La trêve de La Rochelle

En acceptant des primaires ouvertes, Martine Aubry a repris la main. Mais ses propositions contre la politique gouvernementale manquent encore d’audace.

Michel Soudais  • 3 septembre 2009 abonné·es
La trêve de La Rochelle

À la tribune, dimanche matin, Antoine Détourné avoue sa surprise. « On recommence à dire du bien de nous ! » La salle s’esclaffe. Comme le président des Jeunes Socialistes, la plupart des militants n’en reviennent pas, au moment de quitter La Rochelle, d’avoir enfin bonne presse. Ils craignaient que leur université d’été ne vire à la foire d’empoigne. Elle fut calme et studieuse. Conviviale aussi, insiste Martine Aubry pour s’en réjouir.
Cette trêve, après l’interminable guérilla du congrès de Reims, des élections européennes désastreuses, les échanges épistolaires aigres-doux de l’été et la cacophonie aoûtienne sur les primaires et les alliances, n’était pourtant pas l’hypothèse la plus vraisemblable. Elle n’aurait pas existé sans l’habileté tactique de la Première secrétaire.

Dès la séance d’ouverture, vendredi, après avoir déminé la veille dans une tribune du Monde la question des primaires, Martine Aubry a repris la main. Prenant de court ses détracteurs, elle s’est adressée aux militants en défiant les petits potentats : « On la veut cette rénovation ? Alors on va y aller ! Et on commence par le non-cumul des mandats. » Les militants applaudissent, les cumulards assis aux premiers rangs font grise mine. D’accord pour des « primaires ouvertes » pour « choisir le ­candidat socialiste » , la maire de Lille propose quatre chantiers de rénovation : limitation du cumul des mandats, parité dans toutes les instances du parti, garanties pour des « votes fiables » et une « charte éthique » afin de « garantir le civisme et la solidarité entre les socialistes » , histoire de faire cesser cacophonie et incartades.

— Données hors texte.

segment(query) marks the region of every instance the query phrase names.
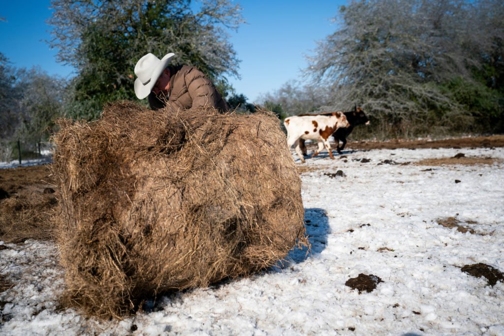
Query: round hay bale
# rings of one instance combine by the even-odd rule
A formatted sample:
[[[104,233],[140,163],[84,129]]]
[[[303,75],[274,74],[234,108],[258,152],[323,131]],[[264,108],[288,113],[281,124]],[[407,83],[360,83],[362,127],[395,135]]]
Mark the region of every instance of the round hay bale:
[[[58,123],[65,299],[89,314],[247,276],[307,244],[300,179],[271,112],[123,102]]]

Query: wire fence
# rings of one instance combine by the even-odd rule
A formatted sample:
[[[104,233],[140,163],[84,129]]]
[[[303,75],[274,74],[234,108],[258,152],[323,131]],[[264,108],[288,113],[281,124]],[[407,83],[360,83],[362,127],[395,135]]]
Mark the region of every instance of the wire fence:
[[[33,160],[50,162],[52,148],[52,144],[48,142],[0,140],[0,162],[17,163],[19,165]]]

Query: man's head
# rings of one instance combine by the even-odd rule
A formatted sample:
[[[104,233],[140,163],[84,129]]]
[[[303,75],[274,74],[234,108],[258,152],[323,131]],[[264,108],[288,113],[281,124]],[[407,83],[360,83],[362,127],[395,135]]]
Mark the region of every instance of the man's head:
[[[170,71],[166,66],[175,54],[170,53],[159,59],[149,53],[137,62],[135,73],[138,77],[135,81],[135,93],[143,99],[154,91],[166,93],[170,88]]]

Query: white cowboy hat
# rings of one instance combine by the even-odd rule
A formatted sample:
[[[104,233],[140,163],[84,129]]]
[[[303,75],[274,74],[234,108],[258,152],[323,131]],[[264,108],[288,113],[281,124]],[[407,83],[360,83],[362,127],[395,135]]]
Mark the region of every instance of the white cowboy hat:
[[[135,81],[135,93],[139,99],[149,95],[170,59],[174,56],[175,54],[170,52],[159,59],[149,52],[137,62],[135,74],[138,78]]]

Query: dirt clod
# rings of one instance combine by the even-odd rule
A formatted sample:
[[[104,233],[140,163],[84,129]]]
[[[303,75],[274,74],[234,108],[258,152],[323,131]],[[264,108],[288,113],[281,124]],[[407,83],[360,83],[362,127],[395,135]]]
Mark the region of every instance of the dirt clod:
[[[0,199],[3,199],[4,198],[8,198],[9,197],[9,193],[6,191],[0,188]]]
[[[376,285],[381,282],[384,282],[379,277],[372,274],[367,275],[360,274],[357,278],[348,279],[345,283],[345,285],[351,287],[352,289],[359,291],[359,294],[364,291],[370,293],[376,288]]]
[[[497,281],[504,283],[504,274],[497,268],[482,262],[466,265],[461,270],[473,277],[486,278],[487,285],[493,286]]]
[[[336,173],[324,173],[324,174],[326,176],[329,176],[331,178],[334,178],[336,176],[346,176],[345,173],[343,173],[343,170],[338,170]]]

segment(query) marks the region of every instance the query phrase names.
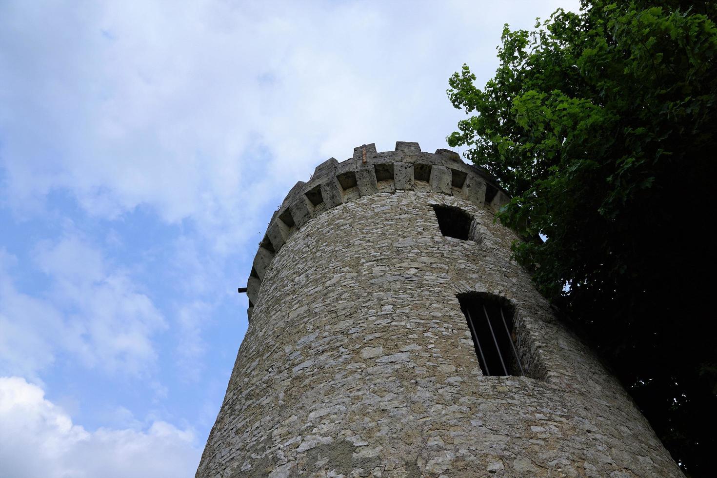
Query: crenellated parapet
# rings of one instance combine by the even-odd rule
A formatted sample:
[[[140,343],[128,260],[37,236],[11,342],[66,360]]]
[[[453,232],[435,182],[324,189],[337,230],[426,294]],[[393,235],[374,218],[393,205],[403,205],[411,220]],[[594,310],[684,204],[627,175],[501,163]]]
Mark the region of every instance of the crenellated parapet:
[[[371,143],[354,148],[353,157],[341,163],[331,158],[316,167],[308,183],[294,185],[272,216],[247,283],[250,320],[269,265],[294,232],[343,203],[400,191],[455,196],[493,212],[509,200],[487,172],[447,149],[431,153],[417,143],[397,141],[393,151],[377,152]]]

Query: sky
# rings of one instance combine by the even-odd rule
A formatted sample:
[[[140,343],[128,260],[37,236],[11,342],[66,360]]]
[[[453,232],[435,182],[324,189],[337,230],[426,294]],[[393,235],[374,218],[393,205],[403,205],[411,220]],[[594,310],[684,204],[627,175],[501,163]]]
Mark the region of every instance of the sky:
[[[0,0],[0,478],[193,477],[285,193],[558,7]]]

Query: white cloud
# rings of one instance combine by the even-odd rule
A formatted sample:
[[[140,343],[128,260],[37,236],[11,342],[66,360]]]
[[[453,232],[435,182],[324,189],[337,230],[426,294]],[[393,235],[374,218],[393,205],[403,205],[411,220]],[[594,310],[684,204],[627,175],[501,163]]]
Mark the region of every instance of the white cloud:
[[[443,147],[450,75],[468,62],[487,79],[503,21],[565,3],[3,2],[6,199],[65,189],[110,218],[148,204],[226,252],[329,156]]]
[[[75,235],[39,243],[34,259],[49,278],[41,297],[17,290],[16,260],[0,249],[0,372],[37,380],[60,353],[110,373],[151,372],[152,338],[166,322],[126,272]]]
[[[191,429],[154,421],[146,430],[88,431],[19,377],[0,377],[0,477],[193,477],[200,450]]]

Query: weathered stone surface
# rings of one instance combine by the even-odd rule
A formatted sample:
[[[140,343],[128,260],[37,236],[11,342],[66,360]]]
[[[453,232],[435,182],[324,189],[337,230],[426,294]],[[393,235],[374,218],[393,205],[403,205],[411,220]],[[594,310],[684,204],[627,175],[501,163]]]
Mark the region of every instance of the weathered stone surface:
[[[289,206],[289,211],[297,227],[301,227],[311,219],[311,211],[309,210],[307,199],[303,196],[297,198],[296,201]]]
[[[413,165],[408,163],[394,163],[394,181],[397,189],[413,190]]]
[[[379,192],[376,180],[376,170],[374,169],[373,166],[359,168],[356,170],[356,174],[358,193],[361,196],[369,196]]]
[[[289,229],[281,220],[275,219],[272,220],[267,229],[267,236],[269,236],[269,240],[271,242],[274,250],[278,251],[286,242],[286,238],[289,236]]]
[[[252,304],[257,302],[259,297],[259,289],[262,287],[262,281],[256,277],[250,276],[247,279],[247,297]]]
[[[401,153],[369,161],[405,162]],[[432,156],[419,159],[443,168],[450,186]],[[475,173],[465,171],[467,182]],[[252,300],[196,476],[681,476],[629,396],[511,260],[516,237],[493,221],[495,197],[483,205],[422,182],[292,227]],[[473,216],[476,240],[442,236],[434,204]],[[515,307],[527,376],[482,375],[456,297],[470,291]]]
[[[327,207],[334,207],[343,202],[341,185],[336,176],[331,176],[321,184],[321,196]]]
[[[264,247],[260,247],[259,250],[257,251],[257,255],[254,257],[253,265],[254,269],[257,271],[257,274],[260,279],[264,279],[264,274],[273,259],[274,254]]]
[[[445,166],[435,166],[431,168],[431,188],[437,193],[451,193],[452,178],[450,170]]]

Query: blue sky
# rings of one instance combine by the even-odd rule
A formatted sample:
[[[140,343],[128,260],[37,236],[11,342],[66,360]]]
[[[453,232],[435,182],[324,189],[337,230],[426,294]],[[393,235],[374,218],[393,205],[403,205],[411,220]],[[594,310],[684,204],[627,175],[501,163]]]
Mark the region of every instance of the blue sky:
[[[290,187],[576,1],[0,1],[0,478],[192,477]]]

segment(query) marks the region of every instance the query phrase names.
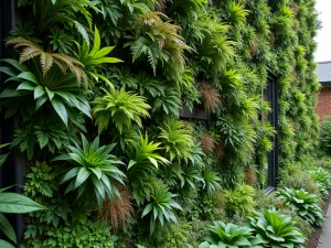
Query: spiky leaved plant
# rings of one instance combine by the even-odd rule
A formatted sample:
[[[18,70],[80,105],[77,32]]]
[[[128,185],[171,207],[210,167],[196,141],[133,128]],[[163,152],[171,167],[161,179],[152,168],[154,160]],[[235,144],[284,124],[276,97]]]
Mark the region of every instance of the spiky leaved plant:
[[[194,139],[186,125],[181,120],[170,117],[159,129],[160,134],[158,138],[164,145],[170,161],[174,159],[188,161],[194,147]]]
[[[209,112],[215,111],[221,103],[221,95],[217,89],[213,88],[212,85],[204,82],[200,86],[200,93],[203,98],[205,110],[207,110]]]
[[[107,198],[103,207],[98,209],[98,218],[109,223],[115,230],[125,225],[134,214],[132,196],[129,191],[119,186],[118,192],[120,197],[115,195],[114,200]]]
[[[110,200],[116,195],[120,197],[114,181],[124,184],[126,175],[116,166],[124,163],[110,153],[115,144],[100,147],[99,137],[90,143],[82,134],[82,147],[68,145],[68,152],[56,157],[53,161],[65,161],[72,164],[61,180],[61,184],[70,182],[65,194],[76,191],[77,198],[84,193],[95,196],[102,207],[107,197]]]
[[[204,152],[213,152],[216,145],[216,140],[207,132],[203,132],[199,137],[201,148]]]

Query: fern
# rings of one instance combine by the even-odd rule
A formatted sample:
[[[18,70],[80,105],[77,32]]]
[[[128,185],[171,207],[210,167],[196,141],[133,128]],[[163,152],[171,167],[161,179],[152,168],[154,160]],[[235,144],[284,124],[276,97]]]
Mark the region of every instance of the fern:
[[[182,72],[185,65],[184,51],[192,48],[179,35],[181,28],[169,21],[162,21],[161,17],[168,19],[158,12],[139,14],[130,28],[132,35],[127,36],[132,41],[126,43],[126,46],[130,46],[134,62],[146,55],[154,74],[159,63],[164,66],[170,62],[177,64],[178,71]]]
[[[64,74],[66,68],[70,68],[70,71],[75,74],[78,86],[83,79],[87,87],[87,75],[83,71],[84,65],[79,61],[62,53],[44,52],[40,45],[23,37],[10,39],[6,44],[13,44],[15,48],[23,47],[23,51],[20,54],[20,63],[39,56],[43,76],[45,76],[53,64],[55,64]]]
[[[105,96],[95,99],[93,109],[99,133],[107,129],[109,121],[121,133],[124,128],[130,128],[132,122],[141,127],[141,117],[149,117],[150,106],[146,104],[143,97],[126,93],[124,88],[117,90],[111,87],[109,91],[105,89],[104,91]]]
[[[50,26],[55,26],[56,24],[75,26],[85,42],[89,44],[86,28],[77,21],[77,14],[82,14],[88,28],[92,29],[92,14],[88,9],[95,11],[97,9],[89,0],[35,0],[32,6],[40,31],[44,32]]]
[[[51,29],[49,35],[50,44],[53,45],[53,51],[70,54],[73,48],[74,37],[66,34],[64,30]]]

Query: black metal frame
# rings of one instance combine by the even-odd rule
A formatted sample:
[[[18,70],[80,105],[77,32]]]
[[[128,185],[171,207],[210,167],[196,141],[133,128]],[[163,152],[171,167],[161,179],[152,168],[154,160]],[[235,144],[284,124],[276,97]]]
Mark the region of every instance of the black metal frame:
[[[268,114],[268,119],[270,120],[276,133],[271,138],[274,143],[274,148],[271,152],[268,153],[268,187],[266,188],[266,193],[273,192],[277,186],[277,176],[279,170],[279,122],[278,122],[278,77],[277,75],[269,68],[267,68],[268,77],[267,77],[267,94],[268,99],[271,99],[271,109],[273,111]]]
[[[0,58],[14,57],[14,51],[11,47],[6,47],[3,40],[12,30],[19,17],[15,6],[15,0],[0,0]],[[0,62],[1,65],[1,62]],[[3,88],[4,77],[0,74],[0,88]],[[0,143],[10,143],[14,129],[19,127],[19,119],[4,119],[3,112],[0,114]],[[26,174],[25,159],[22,154],[12,150],[6,163],[0,168],[0,187],[15,185],[10,191],[21,193],[20,185],[24,183]],[[18,247],[23,236],[24,222],[22,215],[9,215],[18,236]]]

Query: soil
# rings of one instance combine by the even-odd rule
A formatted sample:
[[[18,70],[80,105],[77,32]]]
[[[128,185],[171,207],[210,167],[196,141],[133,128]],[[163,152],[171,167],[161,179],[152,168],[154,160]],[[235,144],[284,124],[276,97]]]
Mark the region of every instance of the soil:
[[[328,207],[331,204],[331,191],[329,191],[328,198],[322,204],[322,209],[327,215]],[[308,237],[308,248],[317,248],[319,245],[320,236],[322,234],[322,227],[318,227],[314,229],[314,233]]]

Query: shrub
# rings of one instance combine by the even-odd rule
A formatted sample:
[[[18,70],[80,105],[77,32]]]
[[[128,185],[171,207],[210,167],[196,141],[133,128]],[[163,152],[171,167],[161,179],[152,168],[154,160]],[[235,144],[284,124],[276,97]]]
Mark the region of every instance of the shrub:
[[[215,222],[214,226],[210,227],[210,231],[205,240],[212,245],[217,245],[217,247],[252,247],[263,241],[253,235],[252,228],[239,227],[232,223]]]
[[[306,238],[289,216],[264,209],[254,212],[249,220],[256,236],[264,240],[264,247],[305,248]]]
[[[246,215],[253,211],[254,207],[254,187],[241,184],[234,190],[226,190],[224,192],[225,211],[231,217],[235,213]]]
[[[300,217],[307,219],[311,225],[321,226],[324,219],[323,212],[318,204],[318,198],[305,190],[281,188],[276,193],[277,197],[291,209],[296,211]]]

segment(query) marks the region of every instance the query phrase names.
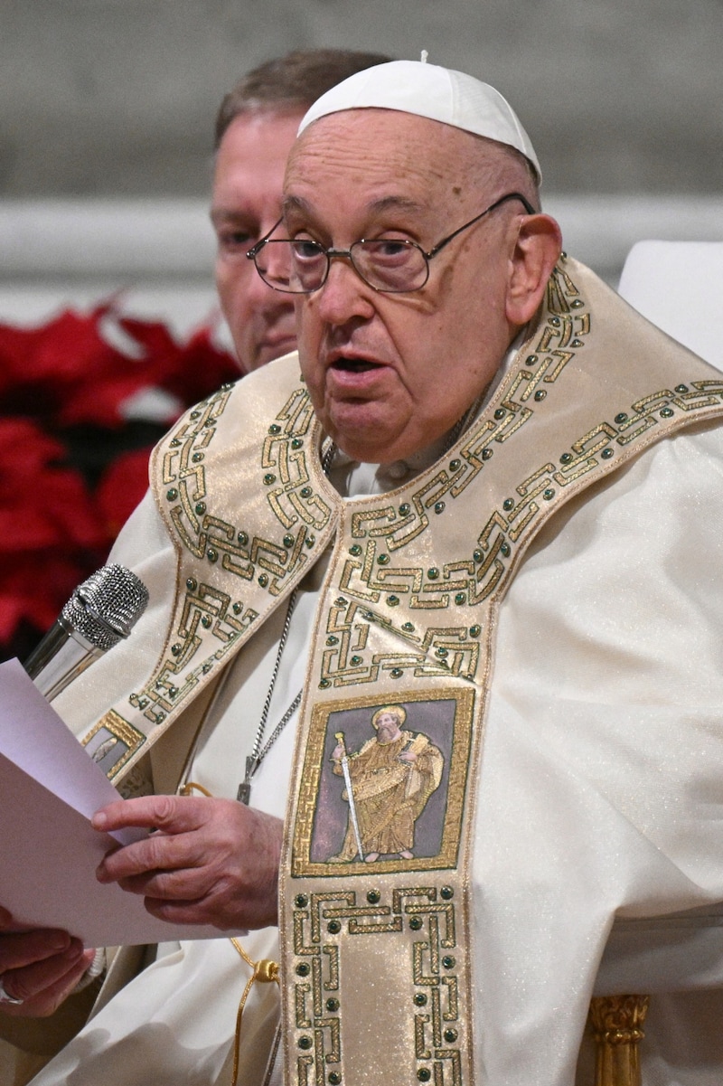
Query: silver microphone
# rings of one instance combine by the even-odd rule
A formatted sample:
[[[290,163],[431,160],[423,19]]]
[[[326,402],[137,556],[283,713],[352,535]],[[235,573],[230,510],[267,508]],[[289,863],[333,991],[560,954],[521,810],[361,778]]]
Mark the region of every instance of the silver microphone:
[[[145,610],[148,589],[125,566],[103,566],[79,584],[24,667],[52,702],[99,656],[127,637]]]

Une « consultation militante » le 1er octobre devra « fixer le cap » de cette rénovation qui se conclura par une convention nationale extraordinaire de modification des statuts en juin 2010.

Dans la foulée, sans exclure un possible rapprochement avec le MoDem, la Première secrétaire a interpellé directement ce « cher François Bayrou », pour lui poser deux questions. Va-t-il «  soutenir les candidats de la gauche aux élections régionales » et rompre avec ses alliances à la carte des municipales ? Est-il « prêt à rejoindre [les socialistes] sur un projet économique, social et écologique » ?

Ces questions évacuées (temporairement ?), l’université d’été a pu se dérouler sans anicroches entre séances plénières et ateliers. Une trentaine figurait au programme avec des thèmes variés – avenir des territoires, services publics, réforme du système financier, politique agricole, renforcement de la protection sociale, etc. –, l’objectif étant de nourrir le projet que les socialistes veulent présenter et mettre en débat dans le pays dès cette rentrée lors d’un « tour de France du projet ».
Outre des chercheurs, militants associatifs et syndicaux, invités à discuter avec les socialistes, la patronne du PS avait aussi tenu à donner la parole à des représentants du PCF, du PRG, du PRC et des Verts avec lesquels elle veut bâtir la « maison commune de la gauche ». Si, pour l’heure, cette perspective tient du rêve – on n’a jamais vu plus de deux partenaires sur une même tribune – ces visites et « l’hospitalité » affichée pour les idées des « amis et partenaires » avait pour but de montrer que le PS voyait toujours son avenir à gauche.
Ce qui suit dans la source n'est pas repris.